Sebi on Thursday advised Malaysia’s IHH Healthcare to go ahead with its open offer to acquire 26.1 per cent market share in Fortis Healthcare after obtaining order from the Delhi High Court, the company stated. In November 2018, IHH Healthcare had acquired 31.17 per cent stake in Fortis by infusing fresh capital of Rs 4,000 crore.
IHH reaffirms its commitment towards its investors and the India healthcare sector, and will make appropriate announcements in a timely manner, it added.
Last week, IHH Healthcare stated that it is ready to proceed with its stalled open offer once capital markets regulator SEBI gives it a go-ahead.
IHH Healthcare Managing Director and CEO Kelvin Loh had stated: “With the recent Supreme Court judgement ruling making clear that we have conducted our investment into Fortis in a fair and transparent manner, we are discussing with Sebi to move ahead with the offer.”

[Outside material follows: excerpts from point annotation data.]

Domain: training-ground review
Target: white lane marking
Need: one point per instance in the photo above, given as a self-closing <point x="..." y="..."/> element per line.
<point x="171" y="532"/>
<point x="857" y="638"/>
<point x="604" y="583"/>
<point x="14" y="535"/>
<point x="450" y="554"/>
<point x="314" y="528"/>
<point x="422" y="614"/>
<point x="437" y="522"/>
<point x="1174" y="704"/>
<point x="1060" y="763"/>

IHH Healthcare noted that following the recent judgment of the Supreme Court of India, the Special Leave Petition, the Original Contempt Petition and the Suo Moto Contempt Petition are disposed of.
The IHH-Fortis deal got stuck due to a legal battle between Daiichi and the former promoters of Fortis Healthcare.
The former promoters of Fortis Healthcare, Malvinder Singh and Shivinder Singh, facing court battle after Japanese firm Daiichi Sankyo challenged the Fortis-IHH share deal to recover the Rs 3,600-crore arbitration award that it had won before a Singapore tribunal against the Singh brothers.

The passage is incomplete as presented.